Booth Id:
PHYS037
Category:
Physics and Astronomy
Year:
2020
Finalist Names:
Dugan, Owen (School: Dugan Homeschool)
Abstract:
SpaceX’s Starlink satellite network promises world-wide high-speed internet access. With up to 42,000 satellites to be deployed, however, the Starlink satellite network will significantly degrade ground-based astronomical research and imaging due to trails (e.g., light reflections or emissions) from passing satellites. Removing the effects of satellite trails on night sky images is recognized as difficult because accurately identifying satellite trails is challenging and satellite trails effect not only the brightness measurements of stars they pass in front of but also the brightness measurements of stars in the vicinity of the satellite trails. Novel algorithms were developed and coded to accurately identify and remove satellite trails and reduce their effects on photometry. Platesolving is used to identify stars within an image, and an algorithm is employed to determine the radius of each star identified. Identified star brightnesses are replaced with median image brightness values.
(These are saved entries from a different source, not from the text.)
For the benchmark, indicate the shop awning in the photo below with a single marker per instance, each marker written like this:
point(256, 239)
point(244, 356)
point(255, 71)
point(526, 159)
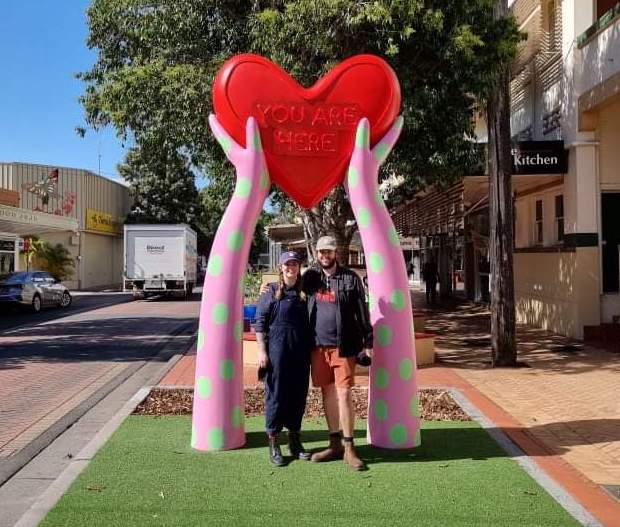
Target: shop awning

Satellite trails are identified by examining each possible line traversing the image, with recursive sizing using area interpolation implemented for large images to reduce processing time. Area and/or cubic interpolation is employed to optimize satellite trail modeling to within a tenth of a pixel. A Gaussian brightness profile is developed for the satellite trail to account for satellite trail effects across the entire image. The code returns original star brightnesses to the image and the satellite trail is removed by applying the additive inverse of the fitted Gaussian to every pixel in the image. Significant reductions in the effects of satellite trails on images captured using Earth-based equipment are observed while improving image photometric accuracy.